They Shall not Grow Old

From the off, this is a technically brilliant and groundbreaking film. Just in case you missed the tales of awe when it was released, it’s a collaboration between colourisers and lip readers to reproduce home videos of world war 1 soldiers, as if they were taken last week. To this is added intensive use of interviews with veterans of that war taken from the BBC archives.

So while we hear of the initial clamour for war, the horror of the trenches, the brutal slaughter and the war that just fizzled out, mourned by no-one, these eye witness narratives are accompanied by films which approximate what the scenes being depicted actually looked like. It is, as said, a huge technical achievement.

Yet the impressiveness of what we are seeing is accompanied by an increasing feeling that we are being lied to, or at the very least manipulated. In the final 10 minutes, every single interviewee is adamant that the whole adventure was a waste of time and, to quote the great war poet Boy George, war, war is stupid. And yet the film begins with a similar unanimity – but this time it’s of people saying how the experience of war improved them as a person and gave their life purpose.

This cannot be simply explained by the change of attitude of soldiers as the war plodded on. The interviews were not taken at different phases of the war, but after it was all over. It is difficult to escape the conclusion that director Peter Jackson is cherry picking the interviews, and only playing those that fit the mood he is trying to set at that particular point in the film.
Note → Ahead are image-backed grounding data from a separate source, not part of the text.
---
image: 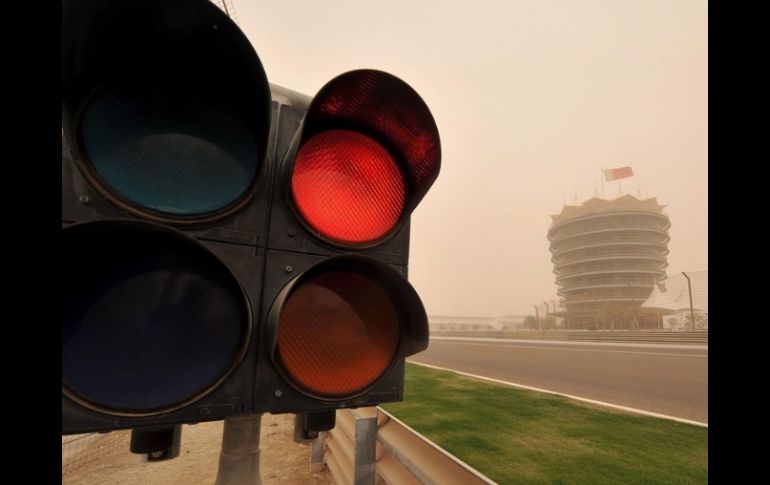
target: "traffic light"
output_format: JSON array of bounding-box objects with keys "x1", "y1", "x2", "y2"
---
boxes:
[
  {"x1": 62, "y1": 0, "x2": 272, "y2": 434},
  {"x1": 254, "y1": 70, "x2": 440, "y2": 418},
  {"x1": 62, "y1": 0, "x2": 440, "y2": 438}
]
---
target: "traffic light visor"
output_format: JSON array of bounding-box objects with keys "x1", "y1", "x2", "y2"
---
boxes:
[{"x1": 290, "y1": 70, "x2": 441, "y2": 247}]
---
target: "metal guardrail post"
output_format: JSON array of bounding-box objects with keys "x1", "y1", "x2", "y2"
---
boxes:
[
  {"x1": 310, "y1": 431, "x2": 326, "y2": 472},
  {"x1": 214, "y1": 414, "x2": 263, "y2": 485},
  {"x1": 324, "y1": 408, "x2": 497, "y2": 485},
  {"x1": 354, "y1": 413, "x2": 378, "y2": 485}
]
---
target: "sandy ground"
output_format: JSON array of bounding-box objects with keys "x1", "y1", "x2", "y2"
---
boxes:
[{"x1": 62, "y1": 413, "x2": 332, "y2": 485}]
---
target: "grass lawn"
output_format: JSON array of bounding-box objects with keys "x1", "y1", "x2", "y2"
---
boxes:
[{"x1": 381, "y1": 363, "x2": 708, "y2": 484}]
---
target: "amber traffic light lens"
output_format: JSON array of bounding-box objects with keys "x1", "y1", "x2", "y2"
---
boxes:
[{"x1": 276, "y1": 270, "x2": 400, "y2": 398}]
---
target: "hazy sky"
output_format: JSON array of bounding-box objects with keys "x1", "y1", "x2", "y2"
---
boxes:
[{"x1": 232, "y1": 0, "x2": 708, "y2": 317}]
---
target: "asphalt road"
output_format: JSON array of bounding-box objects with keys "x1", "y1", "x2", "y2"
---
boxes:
[{"x1": 410, "y1": 337, "x2": 708, "y2": 424}]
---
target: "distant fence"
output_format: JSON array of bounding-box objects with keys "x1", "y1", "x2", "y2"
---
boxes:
[
  {"x1": 62, "y1": 432, "x2": 128, "y2": 480},
  {"x1": 325, "y1": 407, "x2": 495, "y2": 485},
  {"x1": 431, "y1": 330, "x2": 708, "y2": 345}
]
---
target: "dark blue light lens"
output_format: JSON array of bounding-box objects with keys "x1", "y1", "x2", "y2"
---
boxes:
[
  {"x1": 81, "y1": 83, "x2": 258, "y2": 216},
  {"x1": 62, "y1": 221, "x2": 249, "y2": 412}
]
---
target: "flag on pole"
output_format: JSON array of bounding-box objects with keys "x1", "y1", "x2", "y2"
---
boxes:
[{"x1": 603, "y1": 166, "x2": 633, "y2": 181}]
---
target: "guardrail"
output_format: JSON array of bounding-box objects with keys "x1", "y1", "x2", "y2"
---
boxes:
[
  {"x1": 324, "y1": 407, "x2": 495, "y2": 485},
  {"x1": 431, "y1": 330, "x2": 708, "y2": 345},
  {"x1": 566, "y1": 330, "x2": 707, "y2": 344}
]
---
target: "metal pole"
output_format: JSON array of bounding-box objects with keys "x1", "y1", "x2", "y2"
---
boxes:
[
  {"x1": 354, "y1": 413, "x2": 378, "y2": 485},
  {"x1": 215, "y1": 414, "x2": 263, "y2": 485},
  {"x1": 310, "y1": 432, "x2": 325, "y2": 473},
  {"x1": 682, "y1": 272, "x2": 696, "y2": 330},
  {"x1": 551, "y1": 299, "x2": 558, "y2": 328},
  {"x1": 533, "y1": 305, "x2": 541, "y2": 331},
  {"x1": 543, "y1": 301, "x2": 550, "y2": 329}
]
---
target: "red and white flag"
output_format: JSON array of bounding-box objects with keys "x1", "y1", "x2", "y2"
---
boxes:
[{"x1": 603, "y1": 166, "x2": 633, "y2": 181}]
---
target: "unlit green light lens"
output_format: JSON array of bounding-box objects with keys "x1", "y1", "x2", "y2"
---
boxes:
[{"x1": 82, "y1": 84, "x2": 258, "y2": 216}]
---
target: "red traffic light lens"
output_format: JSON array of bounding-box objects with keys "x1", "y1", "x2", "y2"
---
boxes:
[
  {"x1": 291, "y1": 130, "x2": 406, "y2": 245},
  {"x1": 276, "y1": 270, "x2": 400, "y2": 398}
]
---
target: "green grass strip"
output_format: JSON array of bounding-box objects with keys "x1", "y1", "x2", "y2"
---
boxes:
[{"x1": 381, "y1": 362, "x2": 707, "y2": 484}]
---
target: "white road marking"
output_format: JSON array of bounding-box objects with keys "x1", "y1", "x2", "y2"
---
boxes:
[{"x1": 407, "y1": 360, "x2": 708, "y2": 428}]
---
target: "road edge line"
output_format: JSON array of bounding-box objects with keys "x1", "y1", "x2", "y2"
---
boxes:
[{"x1": 407, "y1": 360, "x2": 708, "y2": 428}]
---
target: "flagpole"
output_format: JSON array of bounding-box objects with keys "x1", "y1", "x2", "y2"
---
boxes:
[{"x1": 601, "y1": 168, "x2": 605, "y2": 198}]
This is not an isolated incident. Towards the end if the film we hear some very moving testament about the difficulties of returning from war, and being unable to find anyone who is able to appreciate the horror of what the soldiers actually experienced. Yet only an hour before, the film is regaling us with tales of insanitory toilet conditions and visiting prostitutes in the voice of someone showing slides from his recent holiday. In fact one veteran explicitly compares the experience to a camping trip.

As the war draws to en end, and German Prisoners Of War are taken, everyone is insistent in saying that they’re “just like us”. Yet earlier on, the only reason given for the necessity of fighting was the beastly behaviour of the Germans, all Germans (one person makes the caveat that some of the Bavarians could almost have been half-Englsh, then goes on to insist the the Prussians are bastards to a man).

None of this is to say that any of the statements are inauthentic, but as soon as we realise that Jackson is picking and choosing the statements to fit his agenda, the whole illusion that these people are representative of the feelings of all participating soldiers (which is emphasized by every block of people being interviewed saying essentially the same thing) seems highly dubious.

One final, but not unrelated, point. Over the closing credits, we hear “Mademoiselles from Armentieres”, a First World War song which contains the following couplet:

“The officers get all the steaks

While all we get is belly ache”

This anger at the different experiences between officers and “ordinary” soldiers is entirely missing from the rest of the film. Instead we have posh and regional accents interspersed as if we really were all in it together.

What is lacking is the insight of films like All Quiet on the Western Front, or even the searing documentary Blackadder Goes Forth. Without this, the war is seen as something inevitable that just happened somehow, and for all the platitudes at the end about bever wanting to repeat the horrors, the people who let it happen (and indeed profited from the carnage) are let of the hook

Which is a great shame, as the gifted technicians who made the film what it is deserve better than that.